As I’m writing this, I realize how dramatic that sounds, but when I was facing those two people, I didn’t want to hide anything. I wanted help, real help, so I quietly told them the truth. I tried not to cry, but I did reach for a tissue and did my best to keep my cheeks dry and speak calmly. I wished ruefully that someone else would take care of me for awhile. I have been taking care of someone else since I was six years old. I was just so tired, too tired to be a strong, normal, responsible person anymore.
They took plenty of notes but still managed to give me their full attention. They made me feel like they really heard me and they cared. I felt like I was finally going to get help. They said I would need to wait in the waiting room for a little bit, while they reached out to my primary care physician. They also took my purse and cell phone, apologizing and explaining that they would be locked up safe and that they couldn’t have those things in with other patients. They would try not to be too long and would come back to me with some next steps.
So I went back out to the waiting room, relieved and obedient. An hour later, I was a little impatient but amused. Just like a hospital, the wait is always longer than the doctor visit. I watched other patients come and go, some staying with me waiting. A couple of them spoke with me, freely telling me their stories. I have a neon sign on my forehead that says “I want to hear your life story” and often people obey that sign, even if all I want to do is crawl under a rock and deal with my own problems.
I was surprised to still be in that small room with people who were quietly rocking or walking and talking to themselves at 5 p.m., when they handed out brown paper bags of cheese sandwiches and applesauce. I asked if I could call my daughters at that point, because they were expecting me home from work soon. They let me get the numbers off my cell phone, but I had to wait while someone fetched it, then I had to keep my hands and cell phone inside the tiny window on the receptionist’s desk. No cells allowed for a single second in the waiting room. I used the landline provided for patients to call my girls and explain where I was. I promised I’d call them as soon as I knew anything further.

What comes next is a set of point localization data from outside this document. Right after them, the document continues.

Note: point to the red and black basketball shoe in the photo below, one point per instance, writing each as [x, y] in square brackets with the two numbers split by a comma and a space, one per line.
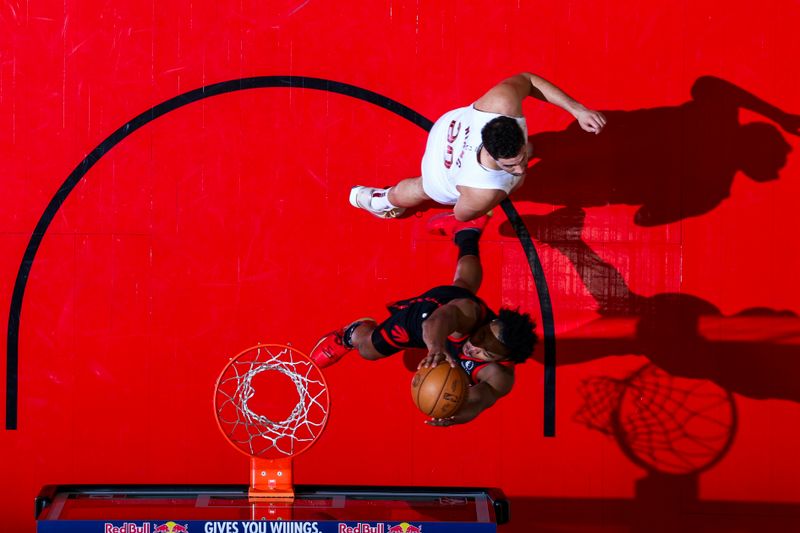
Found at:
[331, 347]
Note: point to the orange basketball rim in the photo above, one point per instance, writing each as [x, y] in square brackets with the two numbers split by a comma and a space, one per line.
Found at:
[271, 403]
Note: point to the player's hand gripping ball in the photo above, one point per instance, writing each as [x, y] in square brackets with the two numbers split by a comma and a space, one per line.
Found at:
[439, 391]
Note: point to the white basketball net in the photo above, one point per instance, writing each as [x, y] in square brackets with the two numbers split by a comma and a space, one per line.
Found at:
[255, 433]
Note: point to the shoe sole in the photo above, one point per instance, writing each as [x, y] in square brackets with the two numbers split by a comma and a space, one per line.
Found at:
[392, 213]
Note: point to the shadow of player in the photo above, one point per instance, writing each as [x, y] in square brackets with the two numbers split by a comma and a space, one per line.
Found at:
[673, 162]
[755, 353]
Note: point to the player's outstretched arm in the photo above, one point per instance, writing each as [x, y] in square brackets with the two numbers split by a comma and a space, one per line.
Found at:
[457, 316]
[506, 98]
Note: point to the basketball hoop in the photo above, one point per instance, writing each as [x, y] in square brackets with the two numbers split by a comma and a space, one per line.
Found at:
[266, 425]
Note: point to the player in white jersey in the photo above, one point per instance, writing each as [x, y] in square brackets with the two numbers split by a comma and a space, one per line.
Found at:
[475, 155]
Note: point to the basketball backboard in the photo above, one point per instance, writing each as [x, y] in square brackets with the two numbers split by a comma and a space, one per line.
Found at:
[227, 509]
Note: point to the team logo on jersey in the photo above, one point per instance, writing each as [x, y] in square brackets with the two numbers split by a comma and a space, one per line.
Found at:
[399, 334]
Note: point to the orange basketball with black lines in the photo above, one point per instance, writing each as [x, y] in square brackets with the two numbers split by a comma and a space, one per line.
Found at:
[439, 391]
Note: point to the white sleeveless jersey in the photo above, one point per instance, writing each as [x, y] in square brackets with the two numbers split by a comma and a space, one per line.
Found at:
[451, 156]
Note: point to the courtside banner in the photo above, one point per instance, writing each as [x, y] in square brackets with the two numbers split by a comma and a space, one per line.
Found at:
[258, 526]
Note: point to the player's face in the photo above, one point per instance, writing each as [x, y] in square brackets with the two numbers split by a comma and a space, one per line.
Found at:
[485, 344]
[516, 165]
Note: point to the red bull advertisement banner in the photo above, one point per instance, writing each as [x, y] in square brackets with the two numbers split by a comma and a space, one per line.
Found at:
[258, 526]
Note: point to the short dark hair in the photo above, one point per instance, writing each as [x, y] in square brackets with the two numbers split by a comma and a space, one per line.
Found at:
[502, 137]
[517, 334]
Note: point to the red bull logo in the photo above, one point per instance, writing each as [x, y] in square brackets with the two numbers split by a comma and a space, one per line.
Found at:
[361, 528]
[404, 527]
[171, 527]
[127, 527]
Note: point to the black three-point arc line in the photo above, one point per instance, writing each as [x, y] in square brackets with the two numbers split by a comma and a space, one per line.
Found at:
[12, 351]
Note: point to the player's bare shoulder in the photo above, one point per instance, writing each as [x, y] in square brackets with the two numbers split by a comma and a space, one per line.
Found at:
[506, 97]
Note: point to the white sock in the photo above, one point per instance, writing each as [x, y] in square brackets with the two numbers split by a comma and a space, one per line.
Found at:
[380, 201]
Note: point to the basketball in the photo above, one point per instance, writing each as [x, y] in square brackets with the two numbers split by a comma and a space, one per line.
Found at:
[439, 391]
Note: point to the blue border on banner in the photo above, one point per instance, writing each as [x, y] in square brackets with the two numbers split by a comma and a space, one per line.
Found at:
[258, 526]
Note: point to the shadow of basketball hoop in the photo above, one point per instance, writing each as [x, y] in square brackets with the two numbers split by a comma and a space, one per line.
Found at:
[663, 423]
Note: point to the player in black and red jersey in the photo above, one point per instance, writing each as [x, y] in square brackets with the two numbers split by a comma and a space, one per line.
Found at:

I went to use the bathroom and immediately knew I had made a mistake. No way did I belong in this place. This wasn’t a hospital, it was a minimum security prison. There was a shower in there with a torn black curtain and a floor that was too grimy for bare feet. There was toilet paper but no trash can and no paper towels and no mirror and – what was worse – no lock on the door. I went back to the receptionist to explain I was on my period but there was no trash can, and he told me I had to wrap my ladies things in toilet paper and put it in the cardboard box of trash under the TV in the waiting room, the worst place for privately throwing something away because the whole room was facing that direction. He handed me a tiny bar of soap, like what you’d get in a hotel, and a rough white washcloth he said I could use to dry my hands. He said to just leave it in the bathroom.
I was in that waiting room a total of seven hours before one of the intake staffers spoke to me again. By then, my anxiety was higher than it was when I had walked in.